Publication : L'actuariel 35 Janvier 2020

Le pouvoir de l’action

Usage du droit de vote, asymétrie entre minoritaires et majoritaires, émergence de nouveaux acteurs sur le marché… Tous les actionnaires ne pèsent pas de la même manière dans le débat et n’exercent pas en toute-puissance, à tout moment.

Jessica Berthereau

Historiquement, « l’actionnaire est l’associé, c’est la figure centrale de l’entreprise », rappelle Bruno Dondero, professeur de droit à l’université Paris I Panthéon-Sorbonne et avocat associé chez CMS Francis Lefebvre Avocats. En effet, au cours de la première partie de l’histoire des entreprises (1800-1930), la plupart des sociétés étaient et demeuraient le plus souvent gouvernées par leurs fondateurs. Puis, à mesure que les besoins en capitaux des entreprises ont grossi, ces deux figures du propriétaire et de l’opérateur se sont dissociées. « L’actionnaire a progressivement été mis sur la touche et les dirigeants ont vu leur pouvoir croître de manière spectaculaire », poursuit Bruno Dondero. C’est l’avènement du pouvoir managérial, qui caractérise la période allant des années 1930 aux années 1980.

Le régime de gouvernance dominant dans les grandes entreprises est alors l’oligarchie managériale, marquée par un pouvoir exécutif fort (les dirigeants) et un pouvoir souverain faible (les actionnaires)1. « Ce déplacement du centre de gravité des actionnaires, qui courent le risque social, vers les dirigeants, a été possible car le droit des sociétés a imaginé des contre-pouvoirs permettant de contrôler l’action des dirigeants, analyse Caroline Ruellan, présidente de Sonj Conseil et du Cercle des administrateurs.

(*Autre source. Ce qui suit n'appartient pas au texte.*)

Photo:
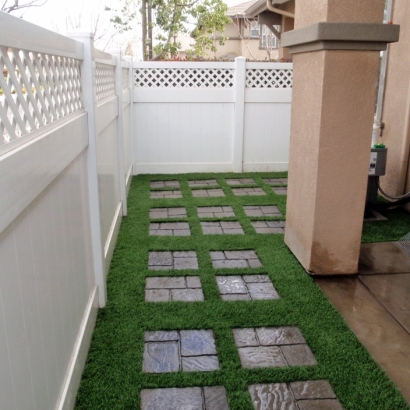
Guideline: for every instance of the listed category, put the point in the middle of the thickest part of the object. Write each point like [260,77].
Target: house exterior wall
[396,135]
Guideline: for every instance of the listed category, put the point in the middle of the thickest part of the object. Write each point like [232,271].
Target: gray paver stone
[160,259]
[215,398]
[262,291]
[245,337]
[312,389]
[272,397]
[262,356]
[185,263]
[188,398]
[256,278]
[298,355]
[222,264]
[269,336]
[160,357]
[157,295]
[236,296]
[319,405]
[165,282]
[200,364]
[231,284]
[187,295]
[161,336]
[193,282]
[197,342]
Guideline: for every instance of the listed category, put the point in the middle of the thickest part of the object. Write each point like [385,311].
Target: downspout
[378,124]
[278,11]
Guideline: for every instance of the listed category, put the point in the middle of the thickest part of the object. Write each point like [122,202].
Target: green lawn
[113,376]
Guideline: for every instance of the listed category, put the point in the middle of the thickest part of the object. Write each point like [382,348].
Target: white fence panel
[186,121]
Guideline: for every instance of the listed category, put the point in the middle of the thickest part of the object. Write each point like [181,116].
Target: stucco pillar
[334,86]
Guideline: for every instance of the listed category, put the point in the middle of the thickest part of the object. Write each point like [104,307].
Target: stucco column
[336,59]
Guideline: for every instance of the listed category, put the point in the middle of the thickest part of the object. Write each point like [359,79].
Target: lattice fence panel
[268,78]
[36,89]
[183,78]
[104,80]
[124,79]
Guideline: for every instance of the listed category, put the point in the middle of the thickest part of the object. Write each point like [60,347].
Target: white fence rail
[201,117]
[65,128]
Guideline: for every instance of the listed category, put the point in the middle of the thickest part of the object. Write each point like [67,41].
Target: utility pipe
[382,81]
[278,11]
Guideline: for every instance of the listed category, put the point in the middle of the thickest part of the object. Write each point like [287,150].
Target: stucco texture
[396,111]
[332,117]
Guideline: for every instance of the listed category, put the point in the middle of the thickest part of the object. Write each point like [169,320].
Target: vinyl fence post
[120,129]
[240,77]
[88,89]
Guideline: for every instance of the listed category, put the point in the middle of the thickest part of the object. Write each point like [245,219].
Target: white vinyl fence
[65,166]
[211,117]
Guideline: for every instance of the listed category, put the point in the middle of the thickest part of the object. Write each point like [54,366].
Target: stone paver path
[203,182]
[246,287]
[172,260]
[165,194]
[170,229]
[215,211]
[164,184]
[280,190]
[188,398]
[240,181]
[272,347]
[269,226]
[222,228]
[306,395]
[248,191]
[203,193]
[165,289]
[262,210]
[167,213]
[276,181]
[235,259]
[186,350]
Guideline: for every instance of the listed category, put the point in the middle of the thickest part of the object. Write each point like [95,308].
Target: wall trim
[79,355]
[112,238]
[340,36]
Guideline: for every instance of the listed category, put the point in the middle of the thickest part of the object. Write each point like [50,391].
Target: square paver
[166,194]
[186,350]
[272,347]
[203,182]
[269,226]
[164,184]
[262,210]
[280,190]
[248,191]
[221,228]
[235,259]
[276,181]
[207,193]
[246,287]
[192,398]
[167,213]
[306,395]
[172,260]
[215,212]
[169,229]
[174,288]
[240,181]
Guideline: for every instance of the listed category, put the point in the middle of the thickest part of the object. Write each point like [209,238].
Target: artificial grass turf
[113,376]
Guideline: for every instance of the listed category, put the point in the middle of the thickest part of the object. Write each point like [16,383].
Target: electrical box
[378,158]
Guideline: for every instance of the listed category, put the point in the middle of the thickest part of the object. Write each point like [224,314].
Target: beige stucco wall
[352,11]
[396,106]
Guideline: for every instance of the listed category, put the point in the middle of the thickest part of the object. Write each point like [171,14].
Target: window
[254,30]
[268,39]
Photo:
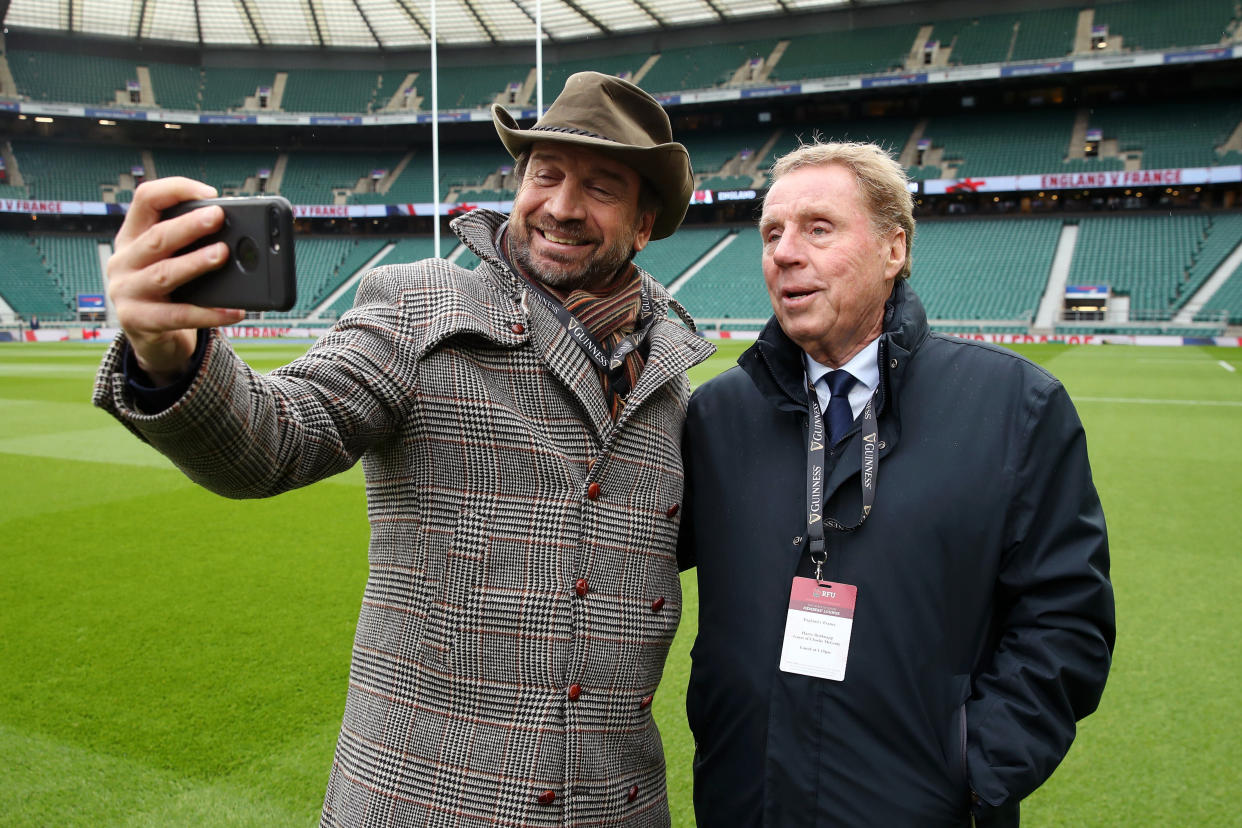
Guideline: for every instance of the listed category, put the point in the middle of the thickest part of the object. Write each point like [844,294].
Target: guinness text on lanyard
[816,474]
[612,365]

Ces garde-fous sont essentiellement au nombre de trois : le principe majoritaire, puisque c’est en vertu de la loi de la majorité que les actionnaires transmettent leur pouvoir, la possibilité de révoquer les dirigeants mandataires sociaux à tout moment et, enfin, le fait que l’on puisse mettre en cause leur responsabilité, notamment civile. »

Seulement, « dans la réalité, ces trois mécanismes se révèlent parfois insuffisamment efficaces », juge Caroline Ruellan. En témoignent notamment les dérives du pouvoir managérial à partir des années 1980. « C’est le moment où l’ivresse des hauteurs, le sentiment d’impunité, la recherche d’une taille ou d’une rentabilité toujours plus importantes et l’absence de contre-pouvoir vont créer les premiers bouleversements dans un équilibre qui paraissait bien installé. Les scandales successifs de Enron, WorldCom et Vivendi Universal vont hâter l’introduction de principes de gouvernance », résume Pierre Cabane, administrateur indépendant de plusieurs sociétés, dans son Manuel de gouvernance d’entreprise (Eyrolles, 2018).

Dirigeants,  la fin du règne ?

Largement théorisée à partir des années 1990, la gouvernance d’entreprise (corporate government) est donc d’abord née d’une volonté de mieux contrôler les dirigeants. « L’un des problèmes de ces grandes entreprises touchées par les scandales était l’absence de contre-pouvoir, explique Sophie Schiller, professeure de droit privé à l’université Paris-Dauphine. Or le contre-pouvoir le plus naturel est celui des actionnaires. Il y a donc eu un mouvement de renforcement des droits des actionnaires, qui s’est traduit par une immense succession de textes (rapports, lois, codes, soft law, meilleures pratiques, etc.) en France, en Europe et à l’international. L’idée forte est qu’il est sain que les actionnaires exercent leur pouvoir et, que dans une société où l’actionnariat est dispersé, ce ne soit pas 15 % à 20 % du capital qui décide de tout », avance-t-elle.